El peor castigo para Donald Trump es haber perdido las elecciones, y sobre todo haber perdido una contienda “fácil” contra “Sleepy Joe”, algo así como “Pepe el dormilón”, dos veces perdedor de la contienda por la presidencia de Estados Unidos.

No hay peor desgracia para Trump que perder, ni peor epíteto que “perdedor”.

Trump jamás admitirá públicamente que en realidad perdió de un contrincante “despreciable”, insistiendo en denunciar un supuesto fraude electoral, y, como es un consumado manipulador, logrará convencer a millones de sus fanáticos de que en realidad no perdió en buena lid porque le hicieron trampa.

Ya existe una campaña de sus seguidores autodenominada “Stop the Steal” (Paren el robo), retirada de Facebook “por propagar desinformación e incitar a la violencia”.
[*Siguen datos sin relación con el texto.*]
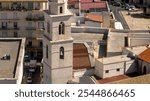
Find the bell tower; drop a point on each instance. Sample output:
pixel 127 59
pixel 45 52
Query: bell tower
pixel 57 44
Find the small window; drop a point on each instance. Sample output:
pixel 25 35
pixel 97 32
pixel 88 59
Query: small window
pixel 61 52
pixel 61 10
pixel 118 69
pixel 47 51
pixel 41 44
pixel 61 28
pixel 107 71
pixel 15 34
pixel 15 25
pixel 48 27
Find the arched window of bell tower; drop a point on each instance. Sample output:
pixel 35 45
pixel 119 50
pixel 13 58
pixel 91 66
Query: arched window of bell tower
pixel 61 28
pixel 61 10
pixel 61 53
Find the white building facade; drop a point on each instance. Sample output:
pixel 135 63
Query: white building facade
pixel 57 44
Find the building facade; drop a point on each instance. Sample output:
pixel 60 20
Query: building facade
pixel 24 18
pixel 57 44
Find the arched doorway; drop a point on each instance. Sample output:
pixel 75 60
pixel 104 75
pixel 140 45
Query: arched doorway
pixel 144 70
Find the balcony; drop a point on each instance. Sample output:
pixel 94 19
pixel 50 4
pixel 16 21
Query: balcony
pixel 35 18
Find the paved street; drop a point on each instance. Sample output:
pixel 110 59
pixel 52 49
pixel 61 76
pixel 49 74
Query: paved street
pixel 118 16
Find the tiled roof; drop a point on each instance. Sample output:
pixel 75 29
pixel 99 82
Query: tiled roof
pixel 145 55
pixel 87 6
pixel 93 17
pixel 80 57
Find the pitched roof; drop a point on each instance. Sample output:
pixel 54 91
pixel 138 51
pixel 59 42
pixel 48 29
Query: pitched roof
pixel 93 17
pixel 145 55
pixel 80 57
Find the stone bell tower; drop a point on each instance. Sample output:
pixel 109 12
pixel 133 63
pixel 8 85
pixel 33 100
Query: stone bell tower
pixel 57 44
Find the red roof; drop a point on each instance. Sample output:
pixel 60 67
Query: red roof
pixel 87 6
pixel 93 17
pixel 145 55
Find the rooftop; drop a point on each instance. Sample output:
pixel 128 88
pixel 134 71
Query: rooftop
pixel 112 79
pixel 116 78
pixel 8 47
pixel 114 59
pixel 144 79
pixel 23 0
pixel 80 57
pixel 136 50
pixel 93 17
pixel 90 5
pixel 145 55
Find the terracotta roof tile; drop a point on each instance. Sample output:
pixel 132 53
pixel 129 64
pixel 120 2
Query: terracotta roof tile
pixel 94 17
pixel 112 79
pixel 73 1
pixel 80 57
pixel 145 55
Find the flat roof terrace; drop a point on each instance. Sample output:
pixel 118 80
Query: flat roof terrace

Trump sigue su labor de acentuar el antagonismo ideológico entre los estadounidenses, y profundizar la división con los aliados internacionales, todo en base a propagar mentiras, por eso no solo los académicos norteamericanos, sino también la prensa europea, lo considera “un peligro para la democracia”.

Precisamente por su capacidad de manipular a sus fanáticos, sobre todo a los hombres blancos sin formación universitaria, Trump el Perdedor sigue siendo un peligro para Estados Unidos y el mundo.

Con su ataque frontal al sistema electoral, espina dorsal de la democracia estadounidense, Trump seguirá haciendo daño sistémico a la Unión norteamericana por mucho tiempo, y más si no se persigue judicialmente para que responda por sus transgresiones, como sugiere el profesor de la universidad de Princeton, Jan-Werner Mueller, en su reciente artículo, Verdad y destrumpificación:

“Trump cometió un sinfín de transgresiones a las normas informales de la conducta presidencial, desde relativamente triviales (como los insultos en Twitter) hasta otra tan grave como ocultar su declaración de impuestos. Como han sostenido muchos juristas estadounidenses, sería conveniente instituir una comisión especial para estudiar las vulnerabilidades estructurales de la Presidencia; tal vez de sus conclusiones surja la necesidad de codificar formalmente una serie de normas informales (que van de la transparencia financiera a las relaciones con el Departamento de Justicia). No habría en esto nada de vengativo: después del Watergate, el Congreso aprobó una serie de importantes leyes sobre conducta ética, y ambos partidos en general las aceptaron.”

El buen funcionamiento de la democracia institucional requiere de una profunda reforma de las normas del ejercicio presidencial para minimizar su potencial para el continuado abuso de poder, como sugieren Bob Bauer y Jack Goldsmith en su libro, After Trump: Reconstructing the Presidency (“Después de Trump: la reconstrucción de la Presidencia”), proponiendo más de cincuenta reformas concretas al poder ejecutivo estadounidense, basadas en un análisis ponderado de los abusos de Trump.

Si bien no hay por qué devolverle su consigna de “tránquenla”, utilizada repetidas veces por Trump en sus manifestaciones partidarias contra Hillary Clinton, los estadounidenses no deben dejar pasar las transgresiones de Trump y su camarilla sin exponerlas por lo que son, y establecer salvaguardas institucionales para que no se repitan en el futuro.

Ya pronto Trump recibirá lo que él considera su mayor castigo: salir de la Casa Blanca como perdedor. Entonces, exponer las fechorías de Trump y sus acólitos no es para castigarlo, ni por venganza, sino porque la impunidad sería cómplice de la destrucción de las instituciones democráticas, sustento de la nación norteamericana.

Permitir la impunidad de Trump sería además un funesto precedente para repúblicas de menor trayectoria democrática que los Estados Unidos de América. No se deben pasar por alto los repetidos intentos de Trump de socavar el sistema electoral sin consecuencias, no se debe aplicar la política de borrón y cuenta nueva in USA, para el bien de todas las repúblicas democráticas del mundo.